I’d say slightly more fun than being tortured for a couple of millennia.

Well, it seems to me the thing to be is one of Satan’s minions. You know, the folks who get to dump people into boiling oil, poke them with pitchforks, tease them mercilessly by pointing out their fashion faux pas? Where do I sign up for that job?

. . . Oh, who am I kidding? I know damn well (ha!) that Madonna, Carrot Top and Dick Cheney will be first in line with their resumes . . .

Suppose there is a Supreme Creator. It is completely inconceivable to me that this Creator acts the same way YHWH did in the OT.

BTW, why does YHWH like the smell of burnt meat?

quote:

Originally posted by MrVisible

Sure, he’d enjoy having however many people make the cut singing hymns to him, but how much fun is that gonna be after a couple of millennia?


Originally posted by Beastal

I’d say slightly more fun than being tortured for a couple of millennia.


Both are good points. Heaven is looking less attractive the more I read. I always imagined Heaven would be like that Robin Williams movie…God basically setting you free to do your own thing in a world or existance that you create for yourself. Now I know I’m headed for hell; I can’t carry a tune to save my soul (hehe).

Do you still get free will in heaven, or do you have to check that at the door? How about sin? Can you still have thoughts of bodily pleasures? There must be more to it than an eternal ride on a white elevator.

um…

the folks I’ve met who where most certain that they were going to Heaven were the kind of people with whom I would not wish to sepend an afternoon…

an eternity with such people would be Hell.

(file under: everything’s relative)

Hmmm…now, that opens up possibilities.

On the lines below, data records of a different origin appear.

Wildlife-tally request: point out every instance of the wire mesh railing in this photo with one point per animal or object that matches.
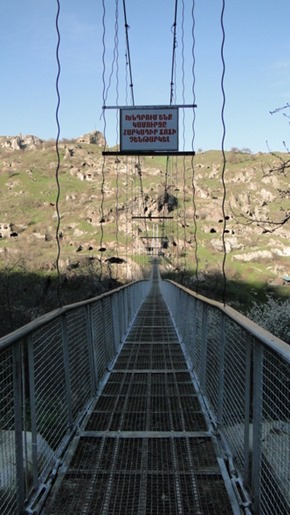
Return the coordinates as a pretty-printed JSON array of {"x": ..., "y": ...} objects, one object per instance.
[
  {"x": 243, "y": 373},
  {"x": 50, "y": 371}
]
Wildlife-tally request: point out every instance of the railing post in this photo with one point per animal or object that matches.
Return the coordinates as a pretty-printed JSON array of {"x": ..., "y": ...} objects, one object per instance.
[
  {"x": 17, "y": 390},
  {"x": 221, "y": 377},
  {"x": 67, "y": 371},
  {"x": 257, "y": 425},
  {"x": 116, "y": 319},
  {"x": 33, "y": 411},
  {"x": 203, "y": 346},
  {"x": 248, "y": 397},
  {"x": 92, "y": 357}
]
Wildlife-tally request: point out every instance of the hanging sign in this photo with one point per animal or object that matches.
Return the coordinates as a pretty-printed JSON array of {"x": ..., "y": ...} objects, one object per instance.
[{"x": 149, "y": 129}]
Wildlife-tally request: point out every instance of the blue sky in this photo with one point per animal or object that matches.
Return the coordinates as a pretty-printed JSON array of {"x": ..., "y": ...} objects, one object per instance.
[{"x": 257, "y": 79}]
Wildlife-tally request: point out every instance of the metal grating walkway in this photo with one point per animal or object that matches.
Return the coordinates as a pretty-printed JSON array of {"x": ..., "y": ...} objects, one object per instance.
[{"x": 147, "y": 447}]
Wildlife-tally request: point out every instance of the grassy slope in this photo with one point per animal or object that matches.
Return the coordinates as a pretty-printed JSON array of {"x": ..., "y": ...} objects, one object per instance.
[{"x": 27, "y": 181}]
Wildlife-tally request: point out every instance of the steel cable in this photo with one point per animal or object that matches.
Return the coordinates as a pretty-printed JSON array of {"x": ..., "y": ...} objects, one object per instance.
[
  {"x": 223, "y": 151},
  {"x": 192, "y": 146},
  {"x": 57, "y": 234},
  {"x": 102, "y": 220}
]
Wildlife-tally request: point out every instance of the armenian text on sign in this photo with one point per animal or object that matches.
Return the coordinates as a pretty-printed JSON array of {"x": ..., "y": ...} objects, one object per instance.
[{"x": 149, "y": 129}]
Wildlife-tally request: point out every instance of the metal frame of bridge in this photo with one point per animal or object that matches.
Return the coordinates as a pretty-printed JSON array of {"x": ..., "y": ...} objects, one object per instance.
[{"x": 147, "y": 445}]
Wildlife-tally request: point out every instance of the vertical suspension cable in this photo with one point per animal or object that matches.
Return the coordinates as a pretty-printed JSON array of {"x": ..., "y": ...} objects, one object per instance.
[
  {"x": 183, "y": 136},
  {"x": 223, "y": 150},
  {"x": 101, "y": 248},
  {"x": 116, "y": 57},
  {"x": 131, "y": 86},
  {"x": 128, "y": 52},
  {"x": 171, "y": 95},
  {"x": 57, "y": 234},
  {"x": 192, "y": 147}
]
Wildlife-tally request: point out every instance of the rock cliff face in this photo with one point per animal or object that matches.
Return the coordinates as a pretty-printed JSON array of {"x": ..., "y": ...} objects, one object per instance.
[
  {"x": 103, "y": 204},
  {"x": 20, "y": 142}
]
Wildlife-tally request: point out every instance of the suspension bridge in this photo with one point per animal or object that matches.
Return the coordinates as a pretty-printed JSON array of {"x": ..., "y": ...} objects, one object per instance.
[{"x": 147, "y": 399}]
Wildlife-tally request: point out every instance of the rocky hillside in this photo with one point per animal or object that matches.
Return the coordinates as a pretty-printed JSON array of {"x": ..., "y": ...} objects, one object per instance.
[{"x": 102, "y": 201}]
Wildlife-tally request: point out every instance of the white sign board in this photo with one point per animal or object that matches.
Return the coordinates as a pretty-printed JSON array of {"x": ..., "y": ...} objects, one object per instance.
[{"x": 149, "y": 129}]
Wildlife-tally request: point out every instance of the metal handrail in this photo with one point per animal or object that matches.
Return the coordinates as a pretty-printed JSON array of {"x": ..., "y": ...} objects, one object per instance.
[{"x": 243, "y": 374}]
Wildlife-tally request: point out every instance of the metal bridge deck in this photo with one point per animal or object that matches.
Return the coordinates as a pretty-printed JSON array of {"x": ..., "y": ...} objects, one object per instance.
[{"x": 147, "y": 446}]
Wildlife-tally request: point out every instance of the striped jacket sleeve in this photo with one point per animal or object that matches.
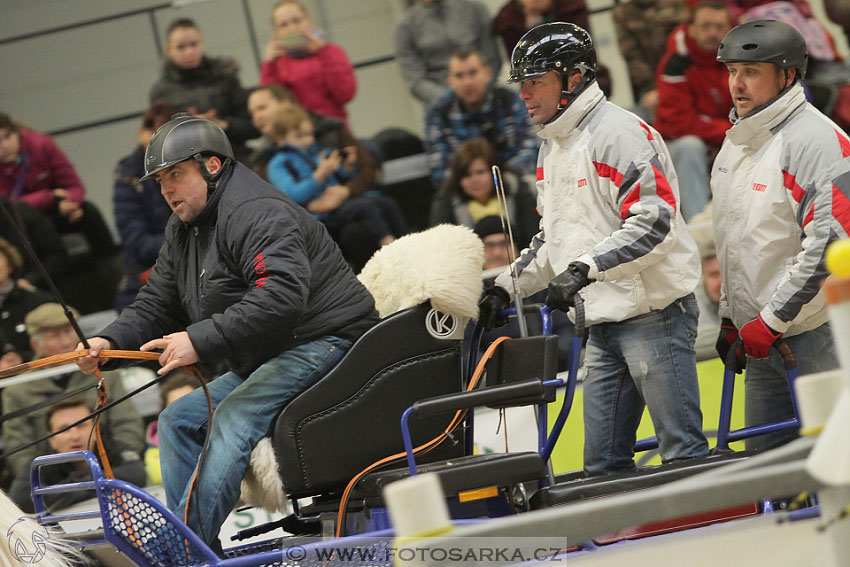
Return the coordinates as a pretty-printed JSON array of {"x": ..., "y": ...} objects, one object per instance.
[
  {"x": 817, "y": 177},
  {"x": 632, "y": 168}
]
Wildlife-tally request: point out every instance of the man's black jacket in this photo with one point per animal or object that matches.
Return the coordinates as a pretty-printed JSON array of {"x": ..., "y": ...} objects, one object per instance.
[{"x": 253, "y": 275}]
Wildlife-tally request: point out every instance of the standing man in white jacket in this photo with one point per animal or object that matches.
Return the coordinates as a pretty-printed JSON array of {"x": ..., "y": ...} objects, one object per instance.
[
  {"x": 781, "y": 194},
  {"x": 609, "y": 201}
]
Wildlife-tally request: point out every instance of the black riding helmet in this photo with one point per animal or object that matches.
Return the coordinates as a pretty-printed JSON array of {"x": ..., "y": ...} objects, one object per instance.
[
  {"x": 765, "y": 41},
  {"x": 556, "y": 46},
  {"x": 187, "y": 137}
]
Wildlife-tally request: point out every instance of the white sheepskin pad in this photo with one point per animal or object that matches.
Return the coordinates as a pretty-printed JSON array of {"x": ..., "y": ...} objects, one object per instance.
[
  {"x": 442, "y": 264},
  {"x": 262, "y": 487}
]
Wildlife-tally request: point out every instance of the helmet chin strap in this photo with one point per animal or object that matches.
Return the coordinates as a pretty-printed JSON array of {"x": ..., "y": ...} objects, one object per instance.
[
  {"x": 211, "y": 178},
  {"x": 568, "y": 95}
]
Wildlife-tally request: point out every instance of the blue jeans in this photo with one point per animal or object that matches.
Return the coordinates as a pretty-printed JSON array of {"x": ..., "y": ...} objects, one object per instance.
[
  {"x": 690, "y": 158},
  {"x": 768, "y": 398},
  {"x": 245, "y": 409},
  {"x": 647, "y": 360}
]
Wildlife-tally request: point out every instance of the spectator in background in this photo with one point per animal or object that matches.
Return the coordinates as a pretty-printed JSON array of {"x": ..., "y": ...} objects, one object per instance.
[
  {"x": 34, "y": 170},
  {"x": 354, "y": 239},
  {"x": 708, "y": 290},
  {"x": 43, "y": 238},
  {"x": 140, "y": 211},
  {"x": 642, "y": 30},
  {"x": 203, "y": 86},
  {"x": 124, "y": 460},
  {"x": 470, "y": 193},
  {"x": 312, "y": 177},
  {"x": 430, "y": 32},
  {"x": 694, "y": 100},
  {"x": 474, "y": 108},
  {"x": 297, "y": 57},
  {"x": 175, "y": 386},
  {"x": 839, "y": 12},
  {"x": 15, "y": 302},
  {"x": 265, "y": 102},
  {"x": 50, "y": 334},
  {"x": 518, "y": 16}
]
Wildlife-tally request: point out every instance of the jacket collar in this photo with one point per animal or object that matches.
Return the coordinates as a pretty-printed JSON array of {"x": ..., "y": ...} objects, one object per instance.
[
  {"x": 569, "y": 120},
  {"x": 752, "y": 130}
]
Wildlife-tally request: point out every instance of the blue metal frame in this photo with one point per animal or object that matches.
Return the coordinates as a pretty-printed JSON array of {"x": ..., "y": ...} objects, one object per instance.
[{"x": 724, "y": 433}]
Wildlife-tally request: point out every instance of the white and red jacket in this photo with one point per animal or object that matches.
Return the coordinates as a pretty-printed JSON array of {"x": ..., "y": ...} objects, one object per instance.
[
  {"x": 608, "y": 196},
  {"x": 781, "y": 188}
]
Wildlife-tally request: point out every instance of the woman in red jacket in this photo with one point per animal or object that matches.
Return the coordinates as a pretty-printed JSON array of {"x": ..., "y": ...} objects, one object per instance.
[{"x": 318, "y": 73}]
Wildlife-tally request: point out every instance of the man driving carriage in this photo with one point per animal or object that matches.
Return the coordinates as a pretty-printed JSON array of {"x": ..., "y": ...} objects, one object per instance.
[{"x": 248, "y": 283}]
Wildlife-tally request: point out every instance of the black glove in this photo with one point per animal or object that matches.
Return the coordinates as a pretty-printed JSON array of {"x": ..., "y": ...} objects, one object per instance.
[
  {"x": 565, "y": 285},
  {"x": 726, "y": 338},
  {"x": 495, "y": 299}
]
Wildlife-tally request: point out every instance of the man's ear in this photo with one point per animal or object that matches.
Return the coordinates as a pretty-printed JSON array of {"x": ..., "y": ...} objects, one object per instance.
[
  {"x": 792, "y": 75},
  {"x": 213, "y": 164}
]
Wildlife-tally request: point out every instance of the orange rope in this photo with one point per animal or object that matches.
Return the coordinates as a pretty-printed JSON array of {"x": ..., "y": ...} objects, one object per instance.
[{"x": 458, "y": 418}]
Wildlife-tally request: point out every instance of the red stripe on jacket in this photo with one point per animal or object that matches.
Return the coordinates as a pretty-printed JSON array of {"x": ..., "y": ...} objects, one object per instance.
[
  {"x": 841, "y": 208},
  {"x": 791, "y": 184},
  {"x": 844, "y": 143}
]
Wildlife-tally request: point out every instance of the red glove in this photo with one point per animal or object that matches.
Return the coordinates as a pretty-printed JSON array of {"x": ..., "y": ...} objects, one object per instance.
[{"x": 758, "y": 338}]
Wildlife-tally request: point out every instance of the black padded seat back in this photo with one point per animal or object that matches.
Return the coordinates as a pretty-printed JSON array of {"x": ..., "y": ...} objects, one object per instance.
[{"x": 352, "y": 417}]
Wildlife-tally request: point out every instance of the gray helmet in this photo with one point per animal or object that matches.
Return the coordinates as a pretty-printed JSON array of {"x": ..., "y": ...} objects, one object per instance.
[
  {"x": 185, "y": 137},
  {"x": 556, "y": 46},
  {"x": 765, "y": 41}
]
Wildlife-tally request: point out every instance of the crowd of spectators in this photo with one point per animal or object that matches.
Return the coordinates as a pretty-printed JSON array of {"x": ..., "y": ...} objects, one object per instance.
[{"x": 293, "y": 130}]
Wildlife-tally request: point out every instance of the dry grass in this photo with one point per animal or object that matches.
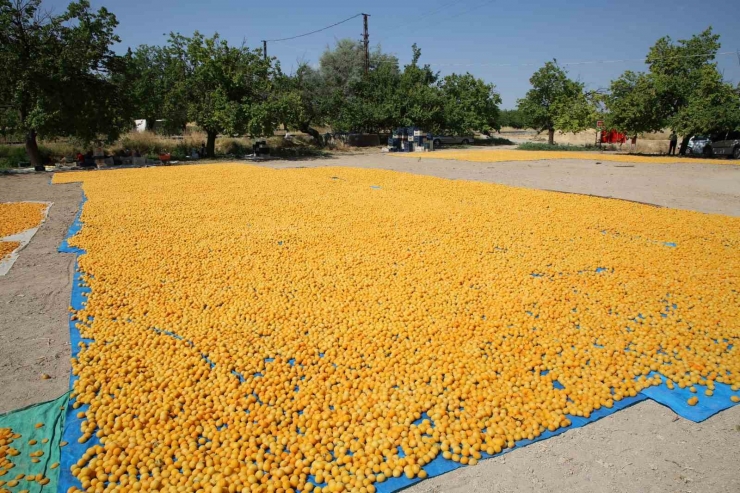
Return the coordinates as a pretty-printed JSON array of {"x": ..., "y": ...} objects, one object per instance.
[{"x": 492, "y": 156}]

Suppose we all “go to the same place” – but for those who love God, it’s Heaven, and for those who don’t, it’s Hell. :wink:

In all seriousness, my impression of Heaven is not the cartoon stereotype of sitting on clouds in robes with wings and halos playing harps and singing psalms to the Almighty. (My church chants a psalm every Sunday; it’s probably the least meaningful and moving part of the service to me.)

Rather, it’s being intimately close to the Godhead Who loves each of us and having one’s dreams fulfilled – but in such a way that they never get cloying; there’s always something new, more to learn, more to do.

Hell, on the other hand, is not so much a permanent place of suffering, kind of the ultimate in bad penology, but rather the condition one ends up in when exceedingly bad choices have eliminated every portion of your will and what remains of you is merely the burned-out ashes of what was a human spirit. To aid in this analogy, consider the changes and limitations on a given person’s personality as he or she becomes a true addict to narcotics. Eventually choices become limited and nearly nonexistent, happiness is replaced by craving interspersed with moments of effective unconsciousness… Take that to the ultimate and you’ve got my concept of hell.

And God doesn’t send you there – you send yourself there by the choices you make in your life (and I’m not talking accepting Jesus here) – when what is left of you cannot be saved, Gehenna is the repository for the wastes of what was once you.